At 22:52 2006-03-18 +0100, Max Stein wrote:
>> 1. Is it possible to increase the bandwith by having the client aggregate
>> multiple sessions through a single pipe?
>
>Could you please give me some advice how this can be achieved? I am not an 
>SSH guru yet.

Unfortunately neither am I. It was an idea derived from a report on the
stunnel 
program:
<http://ftp.surfnet.nl/networking/stunnel/>
that tunnels through SSL and according to the report can do such aggregation.
(I don't know an english version of this report so I'll refrain from
providing a 
link to that.)
Since neither the CPU nor the network bandwidth is fully used in your case
it would seem at least theoretically possible that the same could be done
with 
transport over SSH. I formulated it as a question because I am not absolutely 
sure and don't know the details myself.

<snip>
>> W2k and XP have easy to configure PPTP clients.
>> (See also W2003 RAS.)
>
>Why should a point to point tunnel improve the performance? Using Linux on 
>the client and server machines I achieved a throughput of 10.8 MB/s whereas 
>the theoretical maximum on a 100 MBit/s ethernet network would be 12.5 MB/s.
>
>There must be another way. Why is the Linux implementation of SSH able to 
>provide a much better throughput for scp/sftp
>than cygwin's implementation running on the same hardware? It is not a 
>problem of the Windows operating system because usual FTP tranfer yields 
>simalar fast throughput of 10-11 MB/s like SSH running on Linux.

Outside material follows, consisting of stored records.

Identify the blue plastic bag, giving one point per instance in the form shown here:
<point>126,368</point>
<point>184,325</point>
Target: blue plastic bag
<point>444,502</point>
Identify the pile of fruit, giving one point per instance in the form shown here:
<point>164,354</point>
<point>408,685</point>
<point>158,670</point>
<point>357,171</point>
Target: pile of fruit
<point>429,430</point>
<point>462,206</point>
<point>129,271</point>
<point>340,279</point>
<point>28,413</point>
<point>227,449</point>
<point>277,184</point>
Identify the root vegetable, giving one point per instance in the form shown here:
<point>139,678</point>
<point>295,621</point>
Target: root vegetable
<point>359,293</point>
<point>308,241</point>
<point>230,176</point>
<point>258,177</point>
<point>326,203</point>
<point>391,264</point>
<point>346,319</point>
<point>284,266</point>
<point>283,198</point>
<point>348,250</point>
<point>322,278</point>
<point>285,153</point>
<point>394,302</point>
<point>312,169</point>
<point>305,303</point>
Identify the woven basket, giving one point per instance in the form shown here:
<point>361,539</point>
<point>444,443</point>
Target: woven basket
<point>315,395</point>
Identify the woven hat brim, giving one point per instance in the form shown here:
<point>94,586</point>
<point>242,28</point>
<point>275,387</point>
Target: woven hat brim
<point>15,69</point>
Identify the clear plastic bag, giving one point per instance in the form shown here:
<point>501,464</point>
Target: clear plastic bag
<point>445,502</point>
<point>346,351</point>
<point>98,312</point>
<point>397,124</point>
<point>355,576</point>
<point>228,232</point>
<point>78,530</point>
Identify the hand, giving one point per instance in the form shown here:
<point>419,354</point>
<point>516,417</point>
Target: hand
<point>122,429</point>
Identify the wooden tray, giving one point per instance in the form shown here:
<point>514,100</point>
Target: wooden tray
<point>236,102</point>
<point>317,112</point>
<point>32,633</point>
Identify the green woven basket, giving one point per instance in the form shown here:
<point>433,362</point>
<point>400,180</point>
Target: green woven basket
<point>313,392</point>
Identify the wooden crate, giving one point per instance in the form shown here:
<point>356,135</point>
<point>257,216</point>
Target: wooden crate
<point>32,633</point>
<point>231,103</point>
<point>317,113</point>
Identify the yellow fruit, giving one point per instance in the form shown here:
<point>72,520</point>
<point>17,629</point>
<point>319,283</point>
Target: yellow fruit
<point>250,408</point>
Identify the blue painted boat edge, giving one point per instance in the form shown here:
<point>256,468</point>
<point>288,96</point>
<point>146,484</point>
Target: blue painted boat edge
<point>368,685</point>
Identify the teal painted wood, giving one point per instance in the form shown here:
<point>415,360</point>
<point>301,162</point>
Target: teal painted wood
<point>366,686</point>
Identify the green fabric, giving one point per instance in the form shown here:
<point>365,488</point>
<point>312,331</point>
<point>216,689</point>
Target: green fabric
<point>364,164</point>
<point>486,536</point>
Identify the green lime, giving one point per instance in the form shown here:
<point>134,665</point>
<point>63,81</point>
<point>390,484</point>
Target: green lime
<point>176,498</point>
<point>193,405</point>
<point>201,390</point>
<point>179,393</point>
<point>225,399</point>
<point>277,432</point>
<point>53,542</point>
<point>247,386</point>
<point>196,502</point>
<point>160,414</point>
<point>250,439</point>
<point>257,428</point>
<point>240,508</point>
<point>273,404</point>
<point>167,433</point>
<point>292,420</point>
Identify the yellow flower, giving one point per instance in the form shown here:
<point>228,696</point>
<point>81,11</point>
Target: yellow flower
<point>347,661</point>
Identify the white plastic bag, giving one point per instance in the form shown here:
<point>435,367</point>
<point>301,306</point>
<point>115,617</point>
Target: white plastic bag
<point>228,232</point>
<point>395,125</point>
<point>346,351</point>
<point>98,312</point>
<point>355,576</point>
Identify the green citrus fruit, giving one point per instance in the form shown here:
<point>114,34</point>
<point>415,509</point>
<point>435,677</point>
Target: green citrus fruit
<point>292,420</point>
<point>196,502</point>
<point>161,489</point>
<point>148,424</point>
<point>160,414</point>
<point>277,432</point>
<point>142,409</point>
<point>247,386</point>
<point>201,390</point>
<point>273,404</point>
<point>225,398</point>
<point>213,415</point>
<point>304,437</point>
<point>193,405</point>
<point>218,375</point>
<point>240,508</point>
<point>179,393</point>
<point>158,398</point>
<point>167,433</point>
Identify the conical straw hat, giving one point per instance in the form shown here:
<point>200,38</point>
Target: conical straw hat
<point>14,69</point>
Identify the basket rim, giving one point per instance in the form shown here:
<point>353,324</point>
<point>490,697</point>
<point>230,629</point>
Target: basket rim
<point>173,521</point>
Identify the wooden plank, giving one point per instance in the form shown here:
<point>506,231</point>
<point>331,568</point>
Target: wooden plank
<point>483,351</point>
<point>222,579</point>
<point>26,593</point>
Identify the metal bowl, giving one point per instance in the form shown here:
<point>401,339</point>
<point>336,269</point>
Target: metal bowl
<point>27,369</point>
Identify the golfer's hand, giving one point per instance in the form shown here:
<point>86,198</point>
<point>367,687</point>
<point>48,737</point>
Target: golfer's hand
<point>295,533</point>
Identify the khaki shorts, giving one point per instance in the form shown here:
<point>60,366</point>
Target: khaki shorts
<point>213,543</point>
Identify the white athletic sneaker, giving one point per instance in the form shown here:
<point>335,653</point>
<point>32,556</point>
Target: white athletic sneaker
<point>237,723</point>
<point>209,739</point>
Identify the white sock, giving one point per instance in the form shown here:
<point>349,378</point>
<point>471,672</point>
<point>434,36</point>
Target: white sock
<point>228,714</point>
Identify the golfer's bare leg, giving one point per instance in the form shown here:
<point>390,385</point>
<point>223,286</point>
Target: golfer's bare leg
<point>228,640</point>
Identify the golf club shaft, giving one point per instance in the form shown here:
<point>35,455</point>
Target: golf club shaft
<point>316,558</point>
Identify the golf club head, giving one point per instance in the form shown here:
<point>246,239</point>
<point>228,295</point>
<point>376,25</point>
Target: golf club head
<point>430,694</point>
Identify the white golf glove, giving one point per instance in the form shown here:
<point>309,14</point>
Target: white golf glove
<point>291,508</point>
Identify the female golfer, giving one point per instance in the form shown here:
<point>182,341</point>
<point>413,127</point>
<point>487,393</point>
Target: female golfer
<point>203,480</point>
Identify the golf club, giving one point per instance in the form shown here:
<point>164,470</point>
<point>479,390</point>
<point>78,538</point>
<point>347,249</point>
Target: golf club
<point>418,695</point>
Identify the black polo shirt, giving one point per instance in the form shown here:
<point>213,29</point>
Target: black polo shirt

Ah, so your first MB was Megabit and the others were MegaByte...
To prevent any more misunderstandings: Are you talking about the 
Windows FTP or the Cygwin FTP here?
Anyway, it seems not too far fetched to assume that anything that runs 
directly on a native (i.e. Windows or Linux) OS would outperform a similar
thing running through an emulation layer (Cygwin).